Оба сервера мои! я и делаю это в рамках лабораторной работы! для работы я пока прокинул тоннель через pptp
Самое интересное pptp  между этими машинами устанавливается только через etcnet, Network manager - говорит ошибка соединения!
Время - может быть! Сейчас проверю!

[asket]

Все же рекомендую не доверяться альтератору (он, как и любой вэб-интерфейс, довольно ограничен в настройках) и настроить сервер и клиент при помощи конфигов, и управление туннелем передать etcnet - гораздо более гибкая и управляемая схема.

[flint1975]

Я так понимаю, на сервере ? А что на клиенте ?

Извиняюсь, сразу не заметил, это были логи клиента. На сервере все хорошо!

[asket]

Это вряд ли. Если идет ошибка TLS, то сыпет обычно в оба лога- и клиента и сервера.

[rabochyIT]

а где его искать?
или в messages?

/etc/net/tun0/ifaces/options - настройки создаются автоматом

не поднимается скорее всего из за неправильно созданных ключей

[flint1975]

Собственно, я так и не понял что было в моем случае не так, но подняв новый openvpn сервер на кентавре (а не на школьном 5 апгрэйженом до p6) все получилось! соединение состоялось.
Однако вылезло несколько багов, которые я просто пока не нашел как решить:
1. Не нашел конфигов openvpn сервера /etc/openvpn  и /var/lib/openvpn/etc - какие-то бестолковые (в смысле пустые)
2. Возникли трудности с маршрутами:
  2.1. При настройке tun0 (маршрут по умолчанию отключен, мне нужен только доступ до vpn клиентов и сеть между ними) прописав на клиенте маршрут до внутренней сети, где расположен vpn-server получил возможность пинговать с клиента внутреннюю сеть за vpn, однако пингануть обратно, с сервера в сторону клиента не получилось, даже прописывая маршруты вручную.
 2.2. Поскольку мне нужна сеть между клиентами, удобнее было использовать tap.
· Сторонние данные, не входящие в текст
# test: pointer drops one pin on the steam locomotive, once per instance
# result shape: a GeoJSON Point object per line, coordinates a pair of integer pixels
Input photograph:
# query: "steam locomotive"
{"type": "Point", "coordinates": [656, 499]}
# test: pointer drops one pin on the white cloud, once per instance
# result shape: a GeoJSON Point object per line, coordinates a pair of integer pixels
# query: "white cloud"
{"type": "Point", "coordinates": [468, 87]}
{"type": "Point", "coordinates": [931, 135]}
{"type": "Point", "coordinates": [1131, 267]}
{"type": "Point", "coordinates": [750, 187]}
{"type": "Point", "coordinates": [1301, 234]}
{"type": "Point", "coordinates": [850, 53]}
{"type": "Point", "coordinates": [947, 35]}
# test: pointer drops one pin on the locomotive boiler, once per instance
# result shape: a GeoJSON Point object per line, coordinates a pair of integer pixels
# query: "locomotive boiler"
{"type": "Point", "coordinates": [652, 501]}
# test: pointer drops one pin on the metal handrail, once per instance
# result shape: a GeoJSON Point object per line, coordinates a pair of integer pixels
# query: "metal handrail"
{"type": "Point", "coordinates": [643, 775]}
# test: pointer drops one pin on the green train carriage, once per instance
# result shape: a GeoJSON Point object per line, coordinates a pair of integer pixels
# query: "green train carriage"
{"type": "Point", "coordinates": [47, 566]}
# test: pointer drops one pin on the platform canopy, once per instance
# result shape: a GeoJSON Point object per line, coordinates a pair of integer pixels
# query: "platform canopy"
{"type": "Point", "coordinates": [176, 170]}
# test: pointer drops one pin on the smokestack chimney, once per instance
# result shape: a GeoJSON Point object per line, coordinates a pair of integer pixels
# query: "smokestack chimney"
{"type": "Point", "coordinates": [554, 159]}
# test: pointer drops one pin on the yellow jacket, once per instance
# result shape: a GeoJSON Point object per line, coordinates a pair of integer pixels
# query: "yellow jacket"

Перенастроил, но не смог штатными настройками прописать ip адрес интерфейса tap0. Пришлось выполнять на сервере

Код: [Выделить]

ip a a 10.10.0.1/24 dev tap0
ip r a [сеть клиента] via 10.10.0.1 В связи с этим вопрос: Что такое в альтераторе "Адрес шлюза:"?
И как правильнее добавить это в автозапуск: настройкой openvpn сервера; скриптом в rc.local или как-то еще?
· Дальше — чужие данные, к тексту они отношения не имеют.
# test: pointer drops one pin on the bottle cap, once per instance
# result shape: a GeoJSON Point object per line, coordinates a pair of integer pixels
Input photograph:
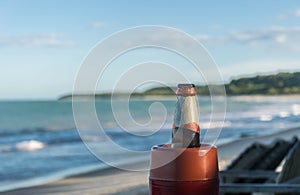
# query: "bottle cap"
{"type": "Point", "coordinates": [186, 90]}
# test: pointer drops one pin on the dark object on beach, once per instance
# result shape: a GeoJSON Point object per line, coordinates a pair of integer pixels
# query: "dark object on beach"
{"type": "Point", "coordinates": [185, 166]}
{"type": "Point", "coordinates": [254, 170]}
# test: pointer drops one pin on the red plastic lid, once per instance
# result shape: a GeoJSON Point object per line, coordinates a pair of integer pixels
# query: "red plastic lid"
{"type": "Point", "coordinates": [184, 164]}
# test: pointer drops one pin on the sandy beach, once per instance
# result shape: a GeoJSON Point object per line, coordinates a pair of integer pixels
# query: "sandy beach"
{"type": "Point", "coordinates": [118, 182]}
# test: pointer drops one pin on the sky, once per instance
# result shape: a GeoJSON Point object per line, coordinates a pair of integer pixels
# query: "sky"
{"type": "Point", "coordinates": [44, 43]}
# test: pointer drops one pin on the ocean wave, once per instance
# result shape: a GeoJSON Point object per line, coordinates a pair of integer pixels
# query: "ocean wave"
{"type": "Point", "coordinates": [25, 146]}
{"type": "Point", "coordinates": [296, 109]}
{"type": "Point", "coordinates": [265, 117]}
{"type": "Point", "coordinates": [213, 125]}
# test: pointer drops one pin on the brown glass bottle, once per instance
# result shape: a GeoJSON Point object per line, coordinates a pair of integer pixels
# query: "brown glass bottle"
{"type": "Point", "coordinates": [185, 130]}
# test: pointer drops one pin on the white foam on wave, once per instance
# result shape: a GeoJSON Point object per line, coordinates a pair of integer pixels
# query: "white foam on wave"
{"type": "Point", "coordinates": [30, 145]}
{"type": "Point", "coordinates": [296, 109]}
{"type": "Point", "coordinates": [213, 125]}
{"type": "Point", "coordinates": [284, 114]}
{"type": "Point", "coordinates": [265, 117]}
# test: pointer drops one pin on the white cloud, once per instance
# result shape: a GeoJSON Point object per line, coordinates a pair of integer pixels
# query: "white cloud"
{"type": "Point", "coordinates": [293, 14]}
{"type": "Point", "coordinates": [276, 37]}
{"type": "Point", "coordinates": [260, 66]}
{"type": "Point", "coordinates": [98, 24]}
{"type": "Point", "coordinates": [46, 40]}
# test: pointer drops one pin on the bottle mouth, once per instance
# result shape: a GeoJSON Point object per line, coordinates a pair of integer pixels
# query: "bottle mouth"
{"type": "Point", "coordinates": [186, 90]}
И еще несколько багов: модуль альтератора не запоминает последние настройки (вернее не читает текущую конфигурацию при открытии), у меня настроен tap и включен, а при открытии этого модуля появляется интерфейс tun и нет галочки, что он включен. А когда переключаешься на tap, то все ОК.
И непонятный пункт "Мост:" с выпадающим пустым списком в случае редактирования конфигурации tap.